There are two laws that clash as if two ICEs hit each other at full throttle. It doesn’t matter if I put a Hansaplast in between, called the Privacy Shield, but the trains are still wedged together. A change is only possible if data protection law on the European side is abolished or if the surveillance laws on the American side are reduced.
This series of interviews is dedicated to current topics and will appear on SZ.de from 7.30 a.m. on Monday to Friday at the latest. All interviews here.
Some critics fear the abolition of the Internet if Privacy Shield is toppled.
Even after Safe Harbor ended, data could still be sent to the United States. Companies that are not subject to surveillance laws, such as banks or airlines, will continue to be able to do so anyway. And a lot of data is already stored in Europe anyway. After Safe Harbor, US companies have built data centers one by one in Europe simply because it’s convenient and European companies like to have their data in Europe. And you can also send emails to China, for which we have no agreements at all. These horror scenarios are objectively nonsense. And who knows, maybe something similar will come back after the end of Privacy Shield, which only means differently – “Privacy Umbrella”?
The General Data Protection Regulation (GDPR), which is designed to protect data from Internet users, has been in force in the EU for two years. Isn’t it enough?
It’s nice that the EU invented the GDPR. But if Member States don’t implement them, we have a problem. In my opinion, the GDPR makes a lot of political sense, it’s just poorly written, and it’s difficult to work with. In addition, the law sometimes goes too far and sometimes not far enough. It would have required a clear differentiation between large, small and medium-sized companies. It is completely grotesque that a sole trader has to perform the same duties as Google and Facebook.

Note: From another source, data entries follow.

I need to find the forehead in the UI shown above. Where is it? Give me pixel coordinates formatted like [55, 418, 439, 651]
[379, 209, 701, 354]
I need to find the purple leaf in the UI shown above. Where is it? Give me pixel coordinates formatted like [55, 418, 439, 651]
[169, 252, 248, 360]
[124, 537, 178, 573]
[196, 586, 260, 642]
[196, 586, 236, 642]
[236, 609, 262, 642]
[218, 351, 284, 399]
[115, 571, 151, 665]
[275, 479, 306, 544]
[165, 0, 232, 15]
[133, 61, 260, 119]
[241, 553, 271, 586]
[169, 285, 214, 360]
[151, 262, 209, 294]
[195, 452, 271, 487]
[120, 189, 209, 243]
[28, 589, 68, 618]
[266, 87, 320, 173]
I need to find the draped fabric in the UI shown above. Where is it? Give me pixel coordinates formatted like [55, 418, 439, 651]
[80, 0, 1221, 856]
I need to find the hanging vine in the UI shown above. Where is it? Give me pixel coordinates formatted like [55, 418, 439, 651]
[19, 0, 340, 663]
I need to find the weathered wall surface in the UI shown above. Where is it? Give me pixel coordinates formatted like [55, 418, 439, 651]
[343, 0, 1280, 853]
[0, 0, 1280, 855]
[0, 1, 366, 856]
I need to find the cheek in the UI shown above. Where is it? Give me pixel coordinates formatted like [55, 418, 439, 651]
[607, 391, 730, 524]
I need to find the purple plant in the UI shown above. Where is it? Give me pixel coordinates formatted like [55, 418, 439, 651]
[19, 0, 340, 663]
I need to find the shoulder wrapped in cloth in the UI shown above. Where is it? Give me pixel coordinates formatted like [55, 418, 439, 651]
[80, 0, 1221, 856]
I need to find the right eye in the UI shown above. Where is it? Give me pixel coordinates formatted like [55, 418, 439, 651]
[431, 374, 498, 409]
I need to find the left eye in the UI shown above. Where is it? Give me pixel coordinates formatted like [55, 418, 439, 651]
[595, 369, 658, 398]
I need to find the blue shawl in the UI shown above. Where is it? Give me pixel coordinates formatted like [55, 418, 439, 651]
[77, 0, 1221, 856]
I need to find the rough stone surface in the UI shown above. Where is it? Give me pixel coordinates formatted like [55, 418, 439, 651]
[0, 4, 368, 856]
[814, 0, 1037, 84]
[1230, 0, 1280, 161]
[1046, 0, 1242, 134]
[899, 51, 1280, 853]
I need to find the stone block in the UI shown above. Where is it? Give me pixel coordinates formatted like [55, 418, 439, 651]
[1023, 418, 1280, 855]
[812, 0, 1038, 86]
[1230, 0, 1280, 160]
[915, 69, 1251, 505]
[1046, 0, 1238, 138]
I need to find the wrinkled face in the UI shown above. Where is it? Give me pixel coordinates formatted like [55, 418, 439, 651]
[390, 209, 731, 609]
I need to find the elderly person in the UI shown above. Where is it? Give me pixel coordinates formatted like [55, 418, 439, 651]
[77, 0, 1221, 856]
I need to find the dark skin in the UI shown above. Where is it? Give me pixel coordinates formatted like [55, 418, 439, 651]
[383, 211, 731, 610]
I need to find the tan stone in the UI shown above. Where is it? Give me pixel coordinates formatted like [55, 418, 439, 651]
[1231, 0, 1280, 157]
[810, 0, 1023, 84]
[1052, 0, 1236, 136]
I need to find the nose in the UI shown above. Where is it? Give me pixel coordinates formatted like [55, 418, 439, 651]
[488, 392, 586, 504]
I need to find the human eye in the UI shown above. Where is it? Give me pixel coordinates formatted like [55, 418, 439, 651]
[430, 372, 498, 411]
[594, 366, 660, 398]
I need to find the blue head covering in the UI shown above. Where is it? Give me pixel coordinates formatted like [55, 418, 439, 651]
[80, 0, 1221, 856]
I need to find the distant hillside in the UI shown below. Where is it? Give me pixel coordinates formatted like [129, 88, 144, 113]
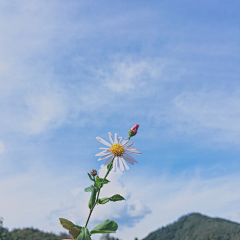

In the United States, the government wants to ban Chinese apps like Tiktok because “private information will end up in the hands of the Chinese Communist Party”. Do such statements show a change in the relationship between Americans regarding surveillance and data protection?
The whole debate about China and Tiktok clearly shows a contradiction when the Americans say please, dear Europeans, give us your data, but our data must not go to China, where they monitor us. Under President Donald Trump, nothing is likely to change that quickly, but Silicon Valley has a huge interest in something changing. The companies there are also not very interested in the surveillance laws. It is unfavorable for them that they have to monitor their customers and disclose the data. That costs money and causes a headache. We just hope that the ECJ ruling this Thursday will fuel this discussion.